Nella sua lunga carriera mancano solo due gioie: la vetta del ranking (sarà numero 2 nel 1975 ma numero 1 in doppio) e il Roland Garros, dove in solitaria non andrà mai oltre i quarti di finale. Può meritatamente consolarsi con 55 titoli conquistati solo in singolare e con il fregio di Ufficiale dell’Impero Britannico, di cui viene insignita poco dopo il suo ritiro ufficiale nel 1986, a 41 anni. È una donna forte, spigliata ed energica Virginia, che non si ferma nemmeno dopo aver appeso la racchetta al chiodo: nel 1982 è la prima donna ad essere eletta nel comitato di Wimbledon e nel 1989 entra anche nella International Tennis Hall of Fame di Newport. Comincia l’attività di commentatrice e opinionista a carriera ancora in corso, lavoro che svolge attualmente per la BBC ed Eurosport.

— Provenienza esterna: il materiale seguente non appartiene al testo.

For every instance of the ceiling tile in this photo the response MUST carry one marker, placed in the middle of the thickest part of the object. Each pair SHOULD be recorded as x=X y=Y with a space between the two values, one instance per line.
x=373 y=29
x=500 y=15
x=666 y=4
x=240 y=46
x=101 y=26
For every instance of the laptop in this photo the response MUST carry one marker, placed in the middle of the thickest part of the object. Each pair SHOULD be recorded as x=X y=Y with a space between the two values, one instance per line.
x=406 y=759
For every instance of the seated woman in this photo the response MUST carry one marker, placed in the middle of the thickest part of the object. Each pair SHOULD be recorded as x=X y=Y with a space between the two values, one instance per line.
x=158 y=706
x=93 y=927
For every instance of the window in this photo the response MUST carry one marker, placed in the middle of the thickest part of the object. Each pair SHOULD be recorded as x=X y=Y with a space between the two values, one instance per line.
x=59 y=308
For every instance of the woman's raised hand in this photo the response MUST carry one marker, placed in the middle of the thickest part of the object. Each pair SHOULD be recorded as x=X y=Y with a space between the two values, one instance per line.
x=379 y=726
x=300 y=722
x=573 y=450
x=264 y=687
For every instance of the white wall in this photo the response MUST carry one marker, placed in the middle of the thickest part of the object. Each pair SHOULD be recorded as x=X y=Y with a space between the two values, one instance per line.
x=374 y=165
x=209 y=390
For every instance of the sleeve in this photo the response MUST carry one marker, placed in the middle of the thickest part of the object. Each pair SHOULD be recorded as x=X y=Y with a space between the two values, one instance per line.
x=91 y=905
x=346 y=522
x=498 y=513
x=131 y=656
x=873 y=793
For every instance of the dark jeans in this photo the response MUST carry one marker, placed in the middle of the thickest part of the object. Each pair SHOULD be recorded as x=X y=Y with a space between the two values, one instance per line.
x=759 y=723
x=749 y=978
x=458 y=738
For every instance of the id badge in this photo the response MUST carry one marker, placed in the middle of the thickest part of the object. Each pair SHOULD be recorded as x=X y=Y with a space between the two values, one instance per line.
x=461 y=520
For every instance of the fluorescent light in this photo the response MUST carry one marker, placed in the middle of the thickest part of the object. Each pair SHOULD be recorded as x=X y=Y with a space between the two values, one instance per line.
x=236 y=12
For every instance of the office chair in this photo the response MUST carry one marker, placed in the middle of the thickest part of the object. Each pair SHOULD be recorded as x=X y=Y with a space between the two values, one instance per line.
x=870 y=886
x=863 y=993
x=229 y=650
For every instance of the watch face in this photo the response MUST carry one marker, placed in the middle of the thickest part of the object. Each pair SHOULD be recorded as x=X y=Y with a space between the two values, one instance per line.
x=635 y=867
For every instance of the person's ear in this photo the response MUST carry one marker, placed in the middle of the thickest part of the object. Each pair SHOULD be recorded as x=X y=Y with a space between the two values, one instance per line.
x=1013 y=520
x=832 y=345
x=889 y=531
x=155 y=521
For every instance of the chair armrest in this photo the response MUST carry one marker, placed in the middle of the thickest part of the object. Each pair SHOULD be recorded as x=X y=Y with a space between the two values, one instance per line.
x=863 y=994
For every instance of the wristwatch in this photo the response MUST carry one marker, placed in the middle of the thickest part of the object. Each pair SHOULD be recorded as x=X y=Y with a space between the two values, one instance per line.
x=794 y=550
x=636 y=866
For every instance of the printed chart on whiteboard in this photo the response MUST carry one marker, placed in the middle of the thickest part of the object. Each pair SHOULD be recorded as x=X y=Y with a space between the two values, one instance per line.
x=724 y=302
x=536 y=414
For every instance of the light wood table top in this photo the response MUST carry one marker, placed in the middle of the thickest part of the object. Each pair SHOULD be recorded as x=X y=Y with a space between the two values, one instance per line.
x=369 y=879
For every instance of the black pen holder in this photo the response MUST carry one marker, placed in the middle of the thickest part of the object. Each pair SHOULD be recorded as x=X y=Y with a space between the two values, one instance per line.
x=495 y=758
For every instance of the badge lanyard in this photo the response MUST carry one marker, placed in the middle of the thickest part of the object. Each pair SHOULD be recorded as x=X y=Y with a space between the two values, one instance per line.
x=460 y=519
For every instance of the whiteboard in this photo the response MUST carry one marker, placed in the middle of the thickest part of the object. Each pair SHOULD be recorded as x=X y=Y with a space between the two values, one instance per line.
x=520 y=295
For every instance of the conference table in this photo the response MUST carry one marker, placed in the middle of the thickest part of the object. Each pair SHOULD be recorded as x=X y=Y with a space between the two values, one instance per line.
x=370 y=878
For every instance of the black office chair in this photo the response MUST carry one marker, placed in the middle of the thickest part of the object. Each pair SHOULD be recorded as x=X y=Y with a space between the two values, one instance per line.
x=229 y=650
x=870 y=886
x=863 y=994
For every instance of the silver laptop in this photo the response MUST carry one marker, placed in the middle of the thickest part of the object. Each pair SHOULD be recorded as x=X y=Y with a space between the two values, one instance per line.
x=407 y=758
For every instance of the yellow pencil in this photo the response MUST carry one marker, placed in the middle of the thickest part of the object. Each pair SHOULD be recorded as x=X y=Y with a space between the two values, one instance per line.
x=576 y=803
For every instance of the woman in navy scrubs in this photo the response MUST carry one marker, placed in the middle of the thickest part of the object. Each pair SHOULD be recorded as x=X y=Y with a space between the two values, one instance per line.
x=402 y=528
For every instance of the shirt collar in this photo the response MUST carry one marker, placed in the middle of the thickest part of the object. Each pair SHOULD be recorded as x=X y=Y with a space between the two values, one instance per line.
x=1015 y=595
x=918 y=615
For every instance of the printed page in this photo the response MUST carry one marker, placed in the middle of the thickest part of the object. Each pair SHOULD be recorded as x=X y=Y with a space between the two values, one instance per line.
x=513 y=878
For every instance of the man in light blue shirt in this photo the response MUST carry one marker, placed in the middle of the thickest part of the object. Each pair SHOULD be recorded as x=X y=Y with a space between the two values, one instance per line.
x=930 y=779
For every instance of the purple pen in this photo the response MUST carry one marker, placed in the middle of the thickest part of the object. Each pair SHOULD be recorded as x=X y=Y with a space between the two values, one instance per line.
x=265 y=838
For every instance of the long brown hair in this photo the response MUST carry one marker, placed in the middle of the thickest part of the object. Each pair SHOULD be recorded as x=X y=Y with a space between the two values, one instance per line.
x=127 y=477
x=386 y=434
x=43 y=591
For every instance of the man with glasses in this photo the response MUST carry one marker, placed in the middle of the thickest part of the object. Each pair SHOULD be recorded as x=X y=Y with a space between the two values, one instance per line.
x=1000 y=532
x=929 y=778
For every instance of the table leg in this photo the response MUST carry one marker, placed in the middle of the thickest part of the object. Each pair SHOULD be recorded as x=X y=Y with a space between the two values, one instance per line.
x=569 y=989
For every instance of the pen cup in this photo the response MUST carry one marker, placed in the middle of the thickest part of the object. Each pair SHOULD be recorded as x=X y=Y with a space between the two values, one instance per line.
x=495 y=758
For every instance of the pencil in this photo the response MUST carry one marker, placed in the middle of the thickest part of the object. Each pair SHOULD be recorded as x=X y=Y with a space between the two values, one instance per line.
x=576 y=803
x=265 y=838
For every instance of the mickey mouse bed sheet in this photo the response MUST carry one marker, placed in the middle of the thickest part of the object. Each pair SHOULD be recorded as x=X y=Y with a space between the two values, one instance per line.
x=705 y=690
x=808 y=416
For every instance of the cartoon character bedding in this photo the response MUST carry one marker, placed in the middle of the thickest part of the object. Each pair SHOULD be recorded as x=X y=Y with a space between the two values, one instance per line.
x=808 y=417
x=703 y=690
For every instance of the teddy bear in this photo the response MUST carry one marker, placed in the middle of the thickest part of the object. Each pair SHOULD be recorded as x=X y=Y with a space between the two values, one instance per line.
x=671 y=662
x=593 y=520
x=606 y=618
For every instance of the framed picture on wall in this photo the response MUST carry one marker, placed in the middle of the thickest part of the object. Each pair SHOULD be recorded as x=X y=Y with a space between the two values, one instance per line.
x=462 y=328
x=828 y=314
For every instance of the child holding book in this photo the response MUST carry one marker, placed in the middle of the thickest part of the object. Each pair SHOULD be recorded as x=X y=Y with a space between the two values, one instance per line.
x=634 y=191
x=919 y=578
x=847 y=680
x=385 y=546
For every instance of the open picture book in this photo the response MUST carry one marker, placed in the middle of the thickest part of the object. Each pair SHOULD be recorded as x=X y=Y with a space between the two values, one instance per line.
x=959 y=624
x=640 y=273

Irriverente, schietta e senza peli sulla lingua come solo i più irriducibili inglesi sanno essere, non si risparmia nemmeno nei confronti del beniamino inglese per eccellenza, Andy Murray. Nel 2012 la Wade ha l’ardire di definirlo una “drama queen” per il suo comportamento lacrimevole durante il match al Roland Garros contro Nieminem, quando Murray minacciando un imminente ritiro vinse poi al quarto set. Due anni dopo, quando lo scozzese sceglie Amelie Mauresmo come nuovo coach al posto del robotico Ivan Lendl, la Wade proclama ampiamente la sua perplessità nei confronti di una donna troppo fragile per consigliare il giovane campione, tanto da confessare placidamente di non aver creduto inizialmente alla notizia avendola scambiata per uno scherzo. Anche il tennis femminile preso nella sua totalità non passa indenne alle critiche della Wade, tacciato com’è di sola forza bruta e automatismi sterili che non celano dietro la racchetta la benché minima personalità umana.
Così, dall’alto della tribuna d’onore di Wimbledon, Virginia Wade trascorrerà il suo 70esimo compleanno in qualità di ultima tennista britannica ad aver stretto tra le mani il Rosewater Dish. Non è ancora venuto il momento di abdicare, per questa indomita matrona del tennis.